The Brooklyn College Vanguard

USG Prez Candidates: Aharon Grama and Iqura Naheed

 

Should Aharon Grama (left) and Iqura Naheed (right)’s slate win, they will alternate positions as USG’s president and
VP between semesters./ USG website

 

 As the Undergraduate Student Government presidential elections draw near, candidates Aharon Grama and Iqura Naheed placed their bid with a split ticket. If elected, USG’s current Chief of Staff and Press Director would share the presidency, with Grama leading the executive branch in the fall and Naheed in the spring.

   “That means that with the decisions that we make, we’re going to try to do together,” Grama told the Vanguard, claiming that he and his running mate Naheed intend to act as co-presidents. “We’re both going to make decisions together, and we’re going to move BC together as much as we can.” 

   Initially, the two did not intend to run for the presidency when they first joined USG. However, their experience and skills garnered in the last year online have led them to consider otherwise. Together, Grama and Naheed worked long hours and connected with students virtually. With their time implementing policies like the credit/no credit, and stopping BC’s use of the testing program ProctorTrack, the duo has addressed a number of students problems that have arisen during the pandemic. 

   “We thought if we both ran together, we can help keep the momentum going of what we were able to do this past year,” Naheed told the Vanguard, sharing how their partnership intends to build from current President Ethan Milich’s agenda, all while adapting to the issues that may arise during their potential term. 

   Grama, who joined Milich’s cabinet when it was elected last year at the pandemic’s peak, relied on his computer science knowledge to establish USG’s outreach to students. By developing Discord chats, USG’s website, and other socials, Grama was able to provide students a digital space to connect as a community – something that he found necessary before the move to online. 

   “I would say the vision is for students to actually be more involved with their whole entire experience in college,” Grama said, mentioning that he intends to remove the Deputy Press Director position in his cabinet and form a new position that would be technology-centered. 

   This new role would be designated for someone who can manage the USG website and directory, while ensuring all student members of a committee are present to vocalize their concerns, amongst other responsibilities. Grama and Naheed intend to use their connections and knowledge collected under Milich’s administration during their time in the executive branch once elected. 

   “I’ll say it’s extremely important to have experience on the job,” said Grama. “It’s going to be extremely positive to students to have someone who knows who are the players, at the moment, inside the faculty, inside the administration.”

   Grama’s arrival to BC came about after leaving his ultra-orthodox Jewish upbringing, joining the Israel Defense Forces as a First Sergeant, and finding his fascination with technology. Once he came back to Brooklyn from Israel, Grama decided to take a TASC, or a high school equivalency test, to enroll in college. After hearing about BC Bound, a program offered by the Learning Center that guides students with limited to no high school experience into their first college semester, Grama enrolled in Brooklyn College and became increasingly involved with student activities. If elected, Grama hopes his presidency would be a reminder to students that anything is possible. 

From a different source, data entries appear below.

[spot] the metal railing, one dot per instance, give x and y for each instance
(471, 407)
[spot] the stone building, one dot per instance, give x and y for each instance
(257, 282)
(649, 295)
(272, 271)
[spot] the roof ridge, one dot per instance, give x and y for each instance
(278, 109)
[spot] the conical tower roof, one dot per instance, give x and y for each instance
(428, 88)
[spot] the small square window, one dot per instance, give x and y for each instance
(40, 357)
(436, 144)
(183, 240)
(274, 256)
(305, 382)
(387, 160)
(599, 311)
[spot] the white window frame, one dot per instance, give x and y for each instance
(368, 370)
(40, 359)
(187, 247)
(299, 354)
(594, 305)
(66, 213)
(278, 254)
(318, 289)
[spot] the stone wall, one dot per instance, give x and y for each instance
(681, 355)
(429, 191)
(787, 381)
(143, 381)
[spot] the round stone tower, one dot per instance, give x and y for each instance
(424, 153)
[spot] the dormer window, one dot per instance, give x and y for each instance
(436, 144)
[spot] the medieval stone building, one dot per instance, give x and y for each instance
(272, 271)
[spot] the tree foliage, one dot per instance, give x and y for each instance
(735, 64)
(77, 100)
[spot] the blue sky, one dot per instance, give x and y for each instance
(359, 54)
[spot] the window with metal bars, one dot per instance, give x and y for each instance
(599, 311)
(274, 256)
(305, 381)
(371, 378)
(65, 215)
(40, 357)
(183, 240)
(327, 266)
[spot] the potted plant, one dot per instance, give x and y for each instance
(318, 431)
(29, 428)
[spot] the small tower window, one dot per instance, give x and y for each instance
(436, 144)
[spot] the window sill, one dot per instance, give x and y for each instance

   “I’m hoping this would give hope to people all around who don’t necessarily have a high school diploma but still want to join college,” said Grama. “I want everybody to have the opportunity. Not only is it possible, it’s very doable.”

   Naheed, with her background in cultural and medical anthropology, has recognized the importance of helping students through their different struggles. If she were voted into the executive branch, she said she looks forward to her and Grama’s plans for connecting further with BC students. Though she may not be facing the issues they are dealing with, Naheed finds that it is important to stand up for what is right in order to create “real change.”

   “And I’m a Muslim-American woman in New York City, so I have my own experiences of how the system works and what’s helpful, what’s not helpful,” said Naheed. “I always think it’s important to stand up, and not just for what affects you, but anything that’s hurting someone.” 

   With voting less than one week away, both Grama and Naheed are concerned about the student turnout for the election. Given the limitation of campaigning online, both are unsure what their and their cabinet’s efforts may amount to in the election results. Nonetheless, they are confident that once elected into the presidency, they will adapt and address all student needs that are brought to their branch. 

   “Our main goal will be to focus on students,” said Naheed. “Focus on getting in touch with students, getting to know what students want physically, and pushing that. Trying to jump over any leaps and hurdles of bureaucracy to get what students need done.”